Can you give a more detailed example to demonstrate its strengths? Say you have an app that is mostly server-side rendering Phoenix modules and the team is looking for a cheap way to expose those as a read-only JSON API. Can Camarero help with that? And how exactly?
Maybe I am stupid for not getting it.
It’s read-write since v0.4.0
btw
Well, if there is already Phoenix I honestly do not see any reason to use the library. It’s more about microservices.
You might think about it as about cheap inplace KV-store. In our ecosystem many microservices expose some data. The data is being updated by some internal business rules. At any time it might be queried—here Camarero rocks.

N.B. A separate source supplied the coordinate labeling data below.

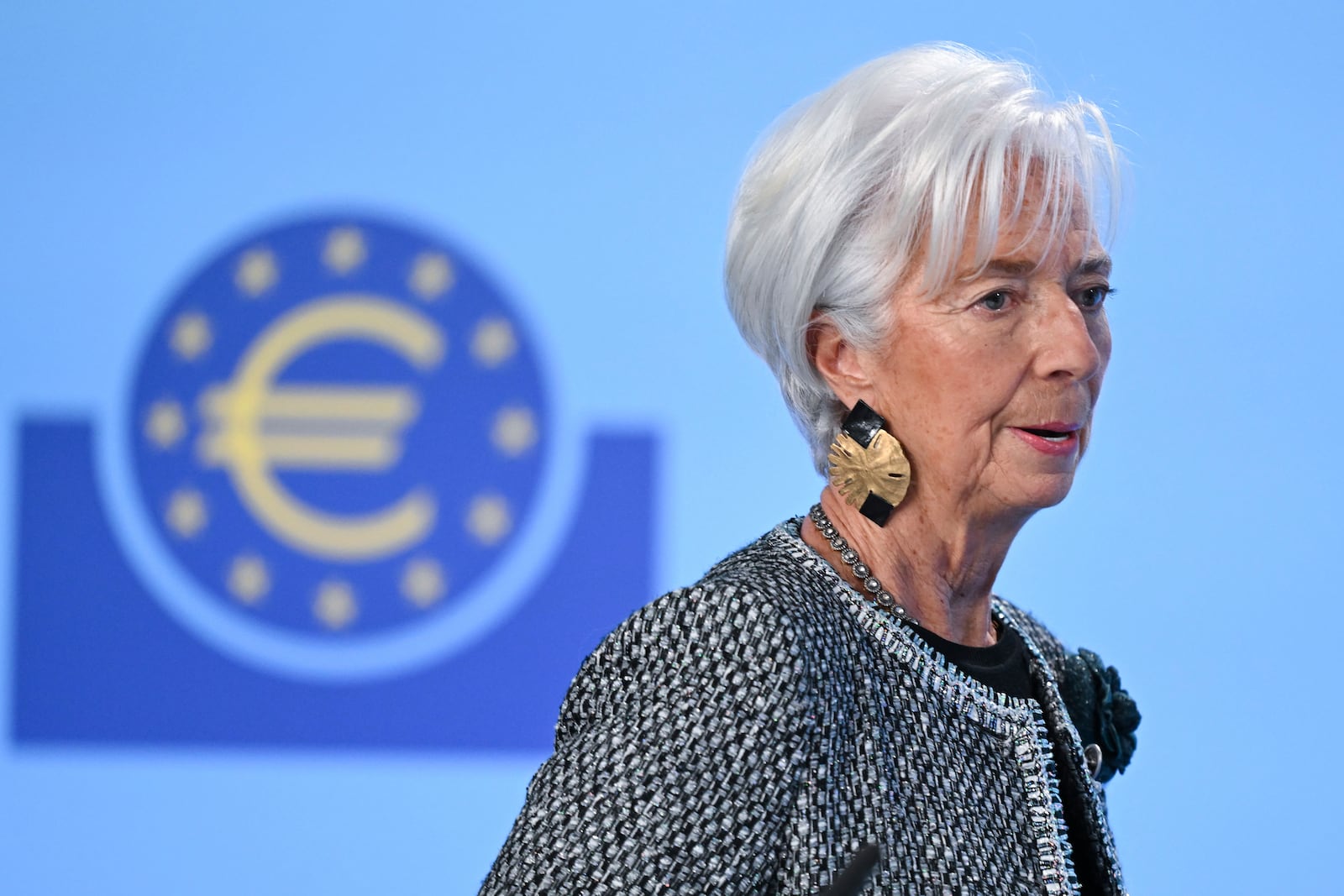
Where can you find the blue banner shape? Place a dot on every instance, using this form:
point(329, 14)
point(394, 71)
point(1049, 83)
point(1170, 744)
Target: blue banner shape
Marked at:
point(338, 434)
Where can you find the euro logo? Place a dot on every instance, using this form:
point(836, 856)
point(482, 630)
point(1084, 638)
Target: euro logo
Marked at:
point(336, 506)
point(343, 425)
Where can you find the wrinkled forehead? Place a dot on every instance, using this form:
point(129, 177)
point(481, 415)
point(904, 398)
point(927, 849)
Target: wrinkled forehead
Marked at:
point(1019, 215)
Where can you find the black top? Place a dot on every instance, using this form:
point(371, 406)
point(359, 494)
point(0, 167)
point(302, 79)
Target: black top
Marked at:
point(1005, 668)
point(1003, 665)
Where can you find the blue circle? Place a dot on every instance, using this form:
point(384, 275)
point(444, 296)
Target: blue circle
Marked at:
point(346, 429)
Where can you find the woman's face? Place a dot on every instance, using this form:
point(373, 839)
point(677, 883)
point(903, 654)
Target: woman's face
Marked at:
point(991, 385)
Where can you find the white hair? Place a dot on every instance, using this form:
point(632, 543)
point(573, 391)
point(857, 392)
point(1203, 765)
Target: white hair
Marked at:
point(886, 170)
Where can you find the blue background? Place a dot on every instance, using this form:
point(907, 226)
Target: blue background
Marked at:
point(586, 155)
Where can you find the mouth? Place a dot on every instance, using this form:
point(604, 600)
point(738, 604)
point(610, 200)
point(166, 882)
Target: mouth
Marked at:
point(1050, 432)
point(1052, 438)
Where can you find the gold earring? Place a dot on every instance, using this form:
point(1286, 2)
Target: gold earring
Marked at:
point(867, 465)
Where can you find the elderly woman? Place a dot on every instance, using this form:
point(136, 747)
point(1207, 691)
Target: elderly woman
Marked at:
point(917, 254)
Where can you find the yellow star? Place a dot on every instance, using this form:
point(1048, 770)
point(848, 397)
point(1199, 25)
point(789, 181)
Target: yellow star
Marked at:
point(192, 336)
point(165, 423)
point(344, 250)
point(488, 519)
point(186, 513)
point(249, 579)
point(432, 275)
point(335, 606)
point(514, 430)
point(423, 582)
point(494, 342)
point(257, 271)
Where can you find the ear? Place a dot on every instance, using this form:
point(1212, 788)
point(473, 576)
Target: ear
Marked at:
point(839, 363)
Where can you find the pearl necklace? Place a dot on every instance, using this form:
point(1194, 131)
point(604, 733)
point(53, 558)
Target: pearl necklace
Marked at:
point(874, 589)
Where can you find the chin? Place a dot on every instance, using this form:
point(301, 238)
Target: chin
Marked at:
point(1038, 496)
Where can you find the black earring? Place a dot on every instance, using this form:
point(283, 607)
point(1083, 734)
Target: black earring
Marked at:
point(867, 465)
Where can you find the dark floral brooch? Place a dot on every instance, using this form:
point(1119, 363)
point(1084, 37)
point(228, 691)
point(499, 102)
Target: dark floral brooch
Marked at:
point(1101, 710)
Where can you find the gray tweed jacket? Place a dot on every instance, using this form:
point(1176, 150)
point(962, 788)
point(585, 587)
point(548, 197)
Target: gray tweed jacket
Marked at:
point(750, 734)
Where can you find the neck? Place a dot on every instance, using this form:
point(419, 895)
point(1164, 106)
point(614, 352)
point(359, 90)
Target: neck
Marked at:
point(941, 569)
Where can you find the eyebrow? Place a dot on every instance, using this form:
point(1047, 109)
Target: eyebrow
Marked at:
point(1021, 266)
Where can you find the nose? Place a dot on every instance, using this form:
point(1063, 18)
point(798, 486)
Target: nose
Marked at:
point(1074, 344)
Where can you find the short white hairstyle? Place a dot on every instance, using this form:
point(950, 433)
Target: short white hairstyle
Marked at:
point(886, 170)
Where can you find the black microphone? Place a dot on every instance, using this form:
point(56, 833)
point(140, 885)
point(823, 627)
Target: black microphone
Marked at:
point(855, 873)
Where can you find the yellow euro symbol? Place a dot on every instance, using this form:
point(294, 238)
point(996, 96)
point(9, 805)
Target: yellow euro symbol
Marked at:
point(255, 427)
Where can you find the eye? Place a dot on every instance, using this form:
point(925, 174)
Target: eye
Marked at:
point(1093, 297)
point(995, 301)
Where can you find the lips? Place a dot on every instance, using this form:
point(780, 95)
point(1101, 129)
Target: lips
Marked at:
point(1054, 438)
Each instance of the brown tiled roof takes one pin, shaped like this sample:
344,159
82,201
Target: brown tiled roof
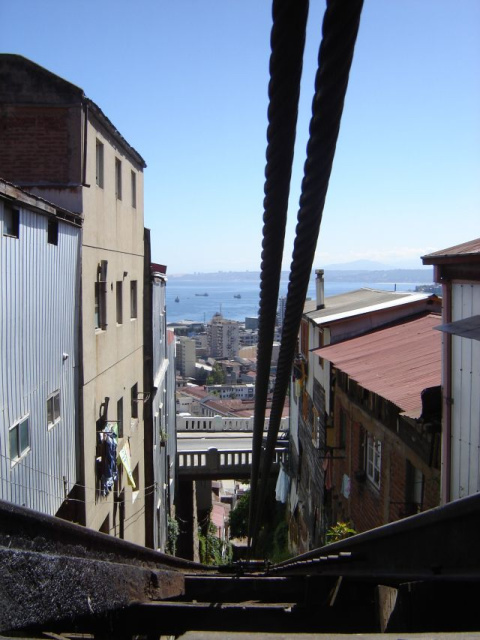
469,249
396,363
360,301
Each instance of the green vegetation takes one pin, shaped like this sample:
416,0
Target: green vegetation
217,376
173,531
340,531
272,542
213,551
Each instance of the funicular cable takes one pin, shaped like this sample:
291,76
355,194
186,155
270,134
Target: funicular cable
340,28
287,46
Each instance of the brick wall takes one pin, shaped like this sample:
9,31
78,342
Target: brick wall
369,506
39,145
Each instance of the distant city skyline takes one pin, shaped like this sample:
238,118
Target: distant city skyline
186,84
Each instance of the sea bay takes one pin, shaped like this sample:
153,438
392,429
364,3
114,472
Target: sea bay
238,297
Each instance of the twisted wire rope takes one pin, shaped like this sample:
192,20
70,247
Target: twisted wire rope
286,60
340,28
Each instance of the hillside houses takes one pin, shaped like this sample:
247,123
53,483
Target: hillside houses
61,148
337,427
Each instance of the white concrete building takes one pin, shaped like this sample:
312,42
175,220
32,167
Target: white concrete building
458,270
185,356
89,168
223,337
39,290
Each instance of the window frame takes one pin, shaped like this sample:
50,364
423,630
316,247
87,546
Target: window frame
52,231
119,301
120,417
373,459
100,299
133,300
134,401
20,452
118,178
57,415
13,231
133,182
99,164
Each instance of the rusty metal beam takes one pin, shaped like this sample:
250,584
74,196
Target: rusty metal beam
39,588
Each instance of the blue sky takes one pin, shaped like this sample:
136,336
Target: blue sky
185,81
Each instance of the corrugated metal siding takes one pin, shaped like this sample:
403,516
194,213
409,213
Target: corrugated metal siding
158,409
397,362
39,293
466,396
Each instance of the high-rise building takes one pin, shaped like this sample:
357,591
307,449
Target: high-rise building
58,144
223,337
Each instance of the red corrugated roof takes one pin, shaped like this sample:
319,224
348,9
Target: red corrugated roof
469,249
397,362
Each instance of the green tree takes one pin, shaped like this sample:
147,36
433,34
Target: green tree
239,517
217,376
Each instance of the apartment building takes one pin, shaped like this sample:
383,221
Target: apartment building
223,337
457,269
330,321
39,289
185,357
58,144
159,406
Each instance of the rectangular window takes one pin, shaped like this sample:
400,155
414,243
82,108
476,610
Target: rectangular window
136,483
120,417
52,232
101,296
99,164
343,429
53,409
119,302
134,189
19,439
133,299
118,179
373,460
134,400
11,221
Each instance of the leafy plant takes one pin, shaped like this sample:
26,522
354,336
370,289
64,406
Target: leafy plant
340,531
173,531
239,517
213,551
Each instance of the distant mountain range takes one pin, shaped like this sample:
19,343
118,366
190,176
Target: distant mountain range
351,272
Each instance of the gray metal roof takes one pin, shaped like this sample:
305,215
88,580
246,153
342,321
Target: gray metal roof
353,303
465,328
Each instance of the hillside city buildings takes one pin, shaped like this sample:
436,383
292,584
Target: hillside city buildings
59,146
382,414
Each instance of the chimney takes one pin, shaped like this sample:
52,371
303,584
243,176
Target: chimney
320,288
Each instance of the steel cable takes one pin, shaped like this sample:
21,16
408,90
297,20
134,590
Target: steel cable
340,29
287,46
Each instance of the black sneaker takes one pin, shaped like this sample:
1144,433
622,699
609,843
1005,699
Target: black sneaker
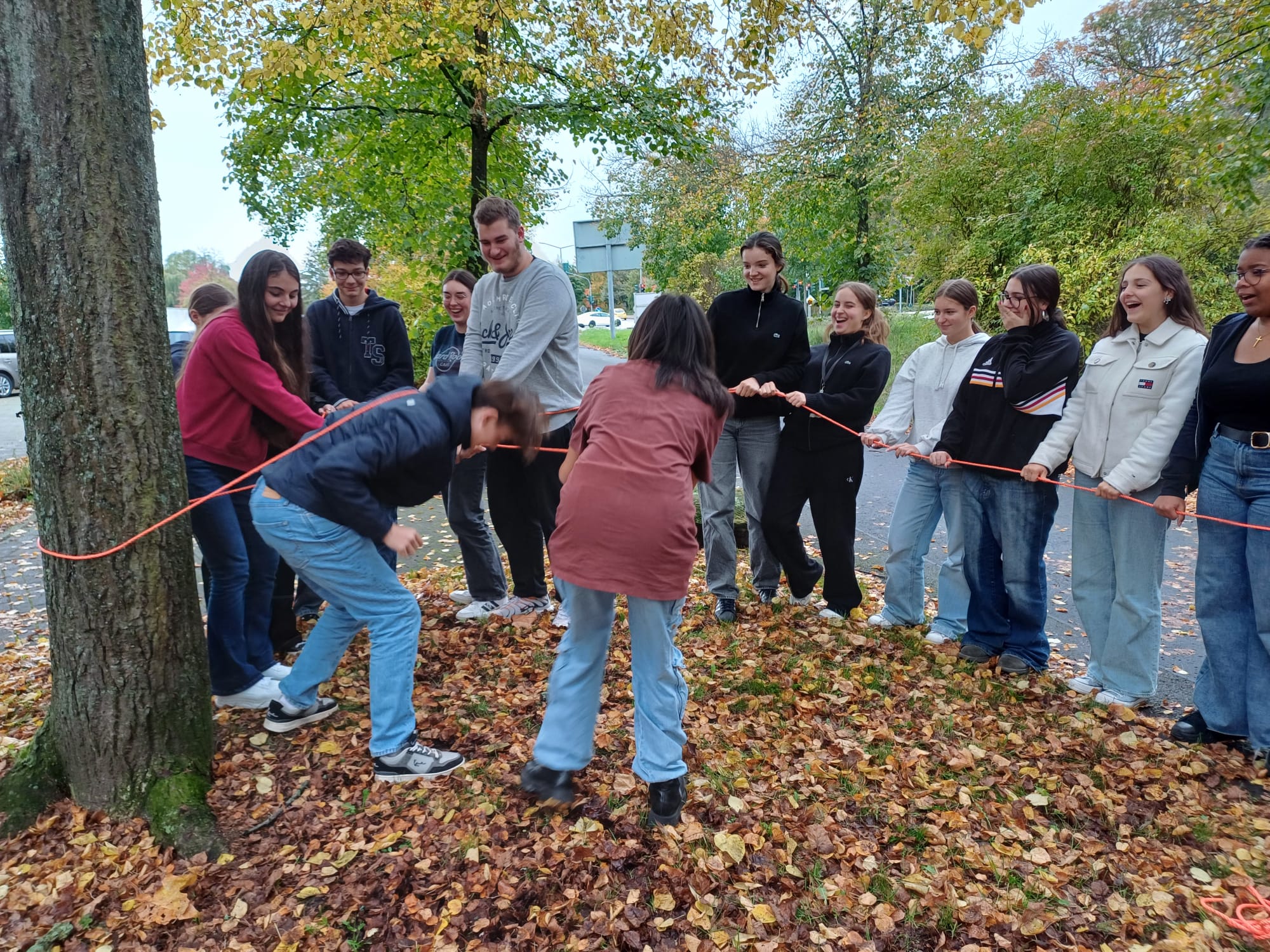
973,653
551,788
726,610
283,718
1193,729
666,799
417,762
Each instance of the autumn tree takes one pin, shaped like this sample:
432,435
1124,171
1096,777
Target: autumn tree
129,725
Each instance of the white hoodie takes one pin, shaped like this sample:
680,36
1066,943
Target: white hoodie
923,393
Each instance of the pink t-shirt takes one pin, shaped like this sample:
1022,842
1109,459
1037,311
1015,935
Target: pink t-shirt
627,517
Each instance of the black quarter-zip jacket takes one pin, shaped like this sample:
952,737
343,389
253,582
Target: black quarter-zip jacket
760,336
843,380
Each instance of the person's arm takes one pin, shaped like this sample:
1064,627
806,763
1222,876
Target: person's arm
321,381
237,359
545,301
789,375
1151,449
1033,367
897,414
397,355
859,400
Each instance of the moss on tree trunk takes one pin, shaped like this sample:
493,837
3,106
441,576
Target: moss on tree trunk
129,725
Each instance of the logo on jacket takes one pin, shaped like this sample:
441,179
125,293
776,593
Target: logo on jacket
374,351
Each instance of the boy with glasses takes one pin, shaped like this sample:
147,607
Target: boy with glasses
360,346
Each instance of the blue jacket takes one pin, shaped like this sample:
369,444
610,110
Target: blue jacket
1187,460
401,454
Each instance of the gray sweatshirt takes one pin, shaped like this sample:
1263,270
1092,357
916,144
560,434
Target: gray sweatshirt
923,394
525,331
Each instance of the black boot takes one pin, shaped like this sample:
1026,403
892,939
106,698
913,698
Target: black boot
1193,729
551,788
666,800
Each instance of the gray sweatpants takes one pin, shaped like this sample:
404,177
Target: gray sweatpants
750,445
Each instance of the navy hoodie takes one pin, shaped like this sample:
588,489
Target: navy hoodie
401,454
359,357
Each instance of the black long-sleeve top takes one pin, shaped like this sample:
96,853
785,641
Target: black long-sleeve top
843,380
1015,392
760,336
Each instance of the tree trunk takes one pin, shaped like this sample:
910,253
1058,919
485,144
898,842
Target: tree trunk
129,727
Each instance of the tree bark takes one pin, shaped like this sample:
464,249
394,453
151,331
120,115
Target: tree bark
129,727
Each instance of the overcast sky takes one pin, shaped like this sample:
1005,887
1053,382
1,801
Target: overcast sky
201,211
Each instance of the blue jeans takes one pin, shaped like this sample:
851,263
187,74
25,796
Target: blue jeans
1118,567
1008,524
242,568
750,445
360,588
1233,592
568,736
929,493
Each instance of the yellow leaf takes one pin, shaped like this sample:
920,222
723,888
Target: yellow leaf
732,845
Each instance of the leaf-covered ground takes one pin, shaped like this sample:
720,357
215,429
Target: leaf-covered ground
849,790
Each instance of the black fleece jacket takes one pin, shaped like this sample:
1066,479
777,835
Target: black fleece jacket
843,380
401,454
760,336
363,356
1015,392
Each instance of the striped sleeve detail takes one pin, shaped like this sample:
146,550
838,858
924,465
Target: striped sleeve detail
1050,404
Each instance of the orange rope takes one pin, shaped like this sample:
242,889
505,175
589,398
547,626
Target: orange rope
1257,929
1019,473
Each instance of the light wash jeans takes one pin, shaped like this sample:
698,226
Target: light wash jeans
1118,568
929,493
568,736
1233,592
750,445
1008,524
360,588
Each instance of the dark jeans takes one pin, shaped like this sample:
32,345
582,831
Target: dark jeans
830,479
1008,524
242,568
482,565
524,499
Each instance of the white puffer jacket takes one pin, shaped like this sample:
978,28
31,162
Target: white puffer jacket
1128,407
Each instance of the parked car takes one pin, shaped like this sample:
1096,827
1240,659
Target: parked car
10,379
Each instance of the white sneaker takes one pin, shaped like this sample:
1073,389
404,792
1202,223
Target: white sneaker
477,611
516,606
1084,685
1116,697
257,697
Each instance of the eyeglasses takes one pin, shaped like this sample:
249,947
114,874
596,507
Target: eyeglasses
1253,279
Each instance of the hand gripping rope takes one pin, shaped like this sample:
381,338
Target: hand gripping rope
232,487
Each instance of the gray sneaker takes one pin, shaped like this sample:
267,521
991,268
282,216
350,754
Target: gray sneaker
417,762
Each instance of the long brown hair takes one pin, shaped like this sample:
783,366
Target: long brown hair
1041,281
877,328
1180,308
769,243
965,294
675,336
283,346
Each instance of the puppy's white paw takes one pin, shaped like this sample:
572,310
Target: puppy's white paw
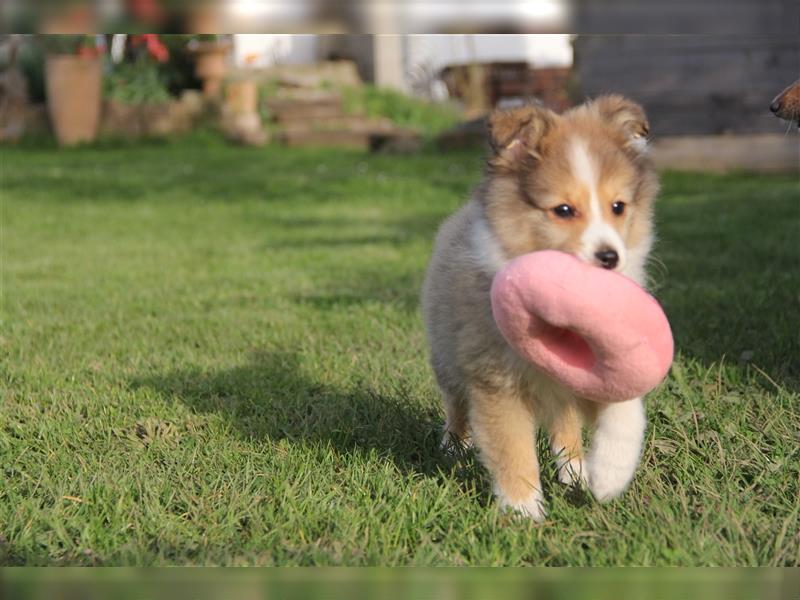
571,472
607,480
616,448
531,507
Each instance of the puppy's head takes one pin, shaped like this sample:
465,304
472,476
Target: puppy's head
786,105
579,182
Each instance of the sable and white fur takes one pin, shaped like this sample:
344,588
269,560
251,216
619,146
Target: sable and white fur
588,159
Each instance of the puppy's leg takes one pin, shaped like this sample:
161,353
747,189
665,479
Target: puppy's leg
566,444
456,426
504,432
616,448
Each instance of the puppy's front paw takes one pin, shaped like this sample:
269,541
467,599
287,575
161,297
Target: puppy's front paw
531,507
607,479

Imagine Redis that might execute code on it’s own—this would be another analogue.
Example from real life: we collect currency rates from many different sources, make some internal computations (check the validness, cross-compute those not exposed by our providers etc.) Camarero serves the up-to-date rates for currency pairs. It’s faster, easier and to some extent more reliable than Redis. The main advantage is we were able to plug it into existing microservice in literally 10 minutes: one simply adds use Camarero
to the existing Agent
—and voilà. Or, safer and generally better, produces 3 LoCs module that wraps the existing Agent
.
So it’s adding a JSON layer on top of a very minimal app that doesn’t use higher-level libraries like Phoenix or Absinthe? And it’s more like JSON-API-enabling a K/V store shaped data inside the said minimal app?
If so, your title here is confusing.
True, save for the app is not required to be minimal by any mean. Not everything in the world deals with user in any way. There are huge applications running on their own and serving billions of requests. They do not need Phoenix ( I doubt I understand how Absinth is ever connected here.)
I will think about how to make the title less confusing.